これらに対して キャップバックス は上記血清型をカバーできるため、
「日本の流行状況を考えると、キャップバックス の方が“やや守備範囲が広い”」という評価もあります。

✅ 4. 価格の違い

現時点ではまだ自治体の補助は出ず、接種は自費となります。

多くの医療機関で、

  • プレベナー20:比較的安い
  • キャップバックス:プレベナー20より高め

という傾向があります。

※具体的な金額は医療機関によって異なります。

患者さんからすると
「せっかくなら最新のキャップバックスを…」
と思いつつも、
「値段を考えるとプレベナー20でも良いのでは?」
という迷いが出るかと思います。

✅ 5. 効果の違いは?

いずれも 結合型ワクチンで、免疫がつきやすく、長期の予防効果が期待できます。
有効性の比較データは今まさに蓄積されている段階ですが、現時点の理解としては:

  • プレベナー20:実績が多く、安心して使える
  • キャップバックス:カバー範囲が最も広い“最新型”

どちらも「重症化予防」が目的であり、大きな優劣が決定的に示されているわけではありません。

✅ 6. どちらを選べばいい? 当院の考え

当院では、患者さんの状況に以下の様にご案内しています。

● キャップバックス をおすすめする方

  • より広い血清型カバーを希望する
  • 慢性呼吸器疾患(喘息・COPD など)があり、肺炎リスクを可能な限り減らしたい
  • 新しいワクチンを選びたい

● プレベナー20 でも十分と考えられる方

  • コストを抑えたい
  • ワクチン歴がなく、まずは広く標準的な保護を得たい
  • 海外データが豊富なワクチンを希望する

どちらも「間違い」ではなく、適切な選択肢です。

✅ 7. まとめ(ポイントだけ)

両者の違いを、表にまとめてみました。

項目プレベナー20®
(PCV20)
キャップバックス®
(PCV21)
肺炎を起こす血清型のカバー率56%75%
日本の流行株への対応多くをカバーするが、一部カバー外の型があるより広範囲に対応。
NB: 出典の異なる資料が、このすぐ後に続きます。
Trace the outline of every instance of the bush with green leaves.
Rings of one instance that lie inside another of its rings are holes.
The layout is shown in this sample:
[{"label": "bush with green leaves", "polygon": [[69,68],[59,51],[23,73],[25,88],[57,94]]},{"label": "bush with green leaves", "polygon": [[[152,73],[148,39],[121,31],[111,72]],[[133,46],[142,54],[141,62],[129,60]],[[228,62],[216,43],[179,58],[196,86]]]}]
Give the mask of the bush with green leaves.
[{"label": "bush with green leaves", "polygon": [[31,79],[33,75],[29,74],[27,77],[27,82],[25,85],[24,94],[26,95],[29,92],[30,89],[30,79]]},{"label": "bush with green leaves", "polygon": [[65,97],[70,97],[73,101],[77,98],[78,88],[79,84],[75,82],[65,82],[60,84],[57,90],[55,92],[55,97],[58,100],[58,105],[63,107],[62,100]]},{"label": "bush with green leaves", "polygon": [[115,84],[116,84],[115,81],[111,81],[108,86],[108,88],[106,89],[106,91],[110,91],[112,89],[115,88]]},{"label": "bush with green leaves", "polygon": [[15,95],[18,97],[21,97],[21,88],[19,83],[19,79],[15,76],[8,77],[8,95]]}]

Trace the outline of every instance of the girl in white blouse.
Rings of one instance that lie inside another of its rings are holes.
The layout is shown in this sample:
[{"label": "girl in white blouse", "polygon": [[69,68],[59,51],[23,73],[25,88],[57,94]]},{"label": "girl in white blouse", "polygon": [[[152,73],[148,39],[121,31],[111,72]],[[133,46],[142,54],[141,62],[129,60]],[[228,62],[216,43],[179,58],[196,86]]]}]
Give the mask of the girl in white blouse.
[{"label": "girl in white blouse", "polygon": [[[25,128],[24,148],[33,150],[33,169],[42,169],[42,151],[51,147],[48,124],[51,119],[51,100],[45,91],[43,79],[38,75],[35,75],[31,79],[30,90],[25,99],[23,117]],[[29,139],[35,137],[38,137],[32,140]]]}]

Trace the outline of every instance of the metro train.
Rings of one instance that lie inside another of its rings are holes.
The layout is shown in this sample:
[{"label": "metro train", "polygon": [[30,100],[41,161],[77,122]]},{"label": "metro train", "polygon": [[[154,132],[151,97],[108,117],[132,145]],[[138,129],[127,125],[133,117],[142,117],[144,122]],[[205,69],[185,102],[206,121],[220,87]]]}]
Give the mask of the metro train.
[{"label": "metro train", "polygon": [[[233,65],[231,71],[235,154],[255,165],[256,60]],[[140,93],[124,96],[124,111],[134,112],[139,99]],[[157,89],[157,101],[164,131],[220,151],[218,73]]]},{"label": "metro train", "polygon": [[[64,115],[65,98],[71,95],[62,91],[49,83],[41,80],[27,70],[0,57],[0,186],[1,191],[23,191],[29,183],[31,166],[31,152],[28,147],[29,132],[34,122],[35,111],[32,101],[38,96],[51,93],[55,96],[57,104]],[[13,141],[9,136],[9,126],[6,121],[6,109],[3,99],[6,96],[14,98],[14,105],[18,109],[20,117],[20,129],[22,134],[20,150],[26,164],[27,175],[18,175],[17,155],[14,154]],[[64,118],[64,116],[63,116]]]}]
近年増えている型も含む
効果の特徴海外データが豊富、実績が多い最も新しく、広いカバー範囲
当院での価格11,000円13,500円
向いている人・コストを抑えたい
・まず標準的な効果を得たい
・より広い予防効果を希望
・慢性呼吸器疾患で肺炎リスクをできるだけ減らしたい

66歳以上、特に喘息COPDなどがある方は、ぜひ接種をお勧めします。
ご希望の方は、受診時あるいはお電話でご予約下さい。

📖 参考文献

  1. Miyazaki T, et al. Community acquired pneumonia incidence in adults aged 18 years and older in Goto City, Japan : a prospective population-based study. CHEST Pulmonary 2023 ; 1 : 100007.
  2. Ono T, et al. Serotypes of Streptococcus pneumoniae before and after the introduction of the 13-valent pneumococcal conjugate vaccine for adults and children in a rural area in Japan. Pathogens 2023 ; 12 : 493.
  3. Nakano S, et al. Nationwide surveillance of paediatric invasive and non-invasive pneumococcal disease in Japan after the introduction of the 13-valent conjugated vaccine, 2015-2017. Vaccine 2020 ; 38 : 1818.
  4. Kawaguchiya M, et al. High prevalence of antimicrobial resistance in non-vaccine serotypes of non-invasive/colonization isolates of Streptococcus pneumoniae : A crosssectional study eight years after the licensure of conjugate vaccine in Japan. J Infect Public Health 2020 ; 13 : 1094.